Just do the work . . .

Most of my photographic life I've worked full-time, fitting in my photography and writing wherever I could. Being a morning person, I would get up extra early to do my work. As a result, I wrote guidebooks, published newsletters, led photography workshops, marketed and sold my photos.

I am lucky enough to not have to work full-time now, but I still get up early and cherish those few hours when the house is still (not that it's ever loud), and I feel free to just play with my photos.

Lately I've been reading Ray Bradbury's Zen in the Art of Writing, and yesterday I read where between the ages of 24 and 36 his routine was to sit down at his desk every morning and just write the words that were in his head, no matter what they were. The result was a book called Dandelion Wine.

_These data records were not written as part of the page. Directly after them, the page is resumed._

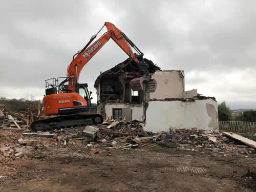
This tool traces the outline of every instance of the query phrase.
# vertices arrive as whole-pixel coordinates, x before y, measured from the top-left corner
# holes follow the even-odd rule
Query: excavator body
[[[91,44],[104,26],[108,31]],[[34,121],[31,124],[33,130],[50,131],[68,126],[101,123],[103,122],[103,117],[99,114],[82,114],[90,109],[92,92],[88,91],[87,83],[79,83],[78,79],[83,67],[110,38],[112,38],[125,52],[131,60],[133,60],[137,63],[136,69],[141,75],[138,78],[131,81],[132,89],[138,91],[145,87],[150,92],[155,91],[156,82],[148,75],[148,65],[144,61],[143,53],[114,25],[105,22],[98,33],[92,36],[85,47],[73,56],[73,60],[68,67],[67,77],[46,80],[44,112],[46,115],[57,116]],[[134,53],[131,47],[138,54]],[[143,84],[146,86],[143,87]]]

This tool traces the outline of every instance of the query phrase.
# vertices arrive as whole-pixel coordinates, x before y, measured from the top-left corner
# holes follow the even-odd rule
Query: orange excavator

I've taken a similar path these days where each morning I go into my photographs, choose a directory, pick a photo, and see what I can do with it. There's no pre-planning. I just see what I have and go with it.

The directory might be a grouping of texture photos that are all paint. Or it might be a directory called "San Juan Capistrano." It doesn't matter. I just click a directory, see what's there.

Today it was a directory called "mustard," and contained photos I'd taken in the Napa Valley a couple years ago of a mustard field. The photos are horrid. I should just throw them away. I was there in the late morning hours, the lighting was flat, and I was uninspired. Just before we left that scene, I wandered down the road and took a photo of a bare tree. How it got left in the "mustard" directory, I don't know, but this morning that tree photo appealed to me.

And that was the beginning of this picture. I tweaked the tree, added this and that, removed things, added more, and came up with this. It's unlike anything I've yet created, and I think that's why I like it. I like the warm feeling, the autumnal vibe, the weirdness, the starkness. And it's new! It surprised me. And I always like surprises in my art.

What's my point? My point is that if you just do the work, -- even if it's just a few minutes, a few hours -- on a daily basis, good things will happen. Just get up and do the work.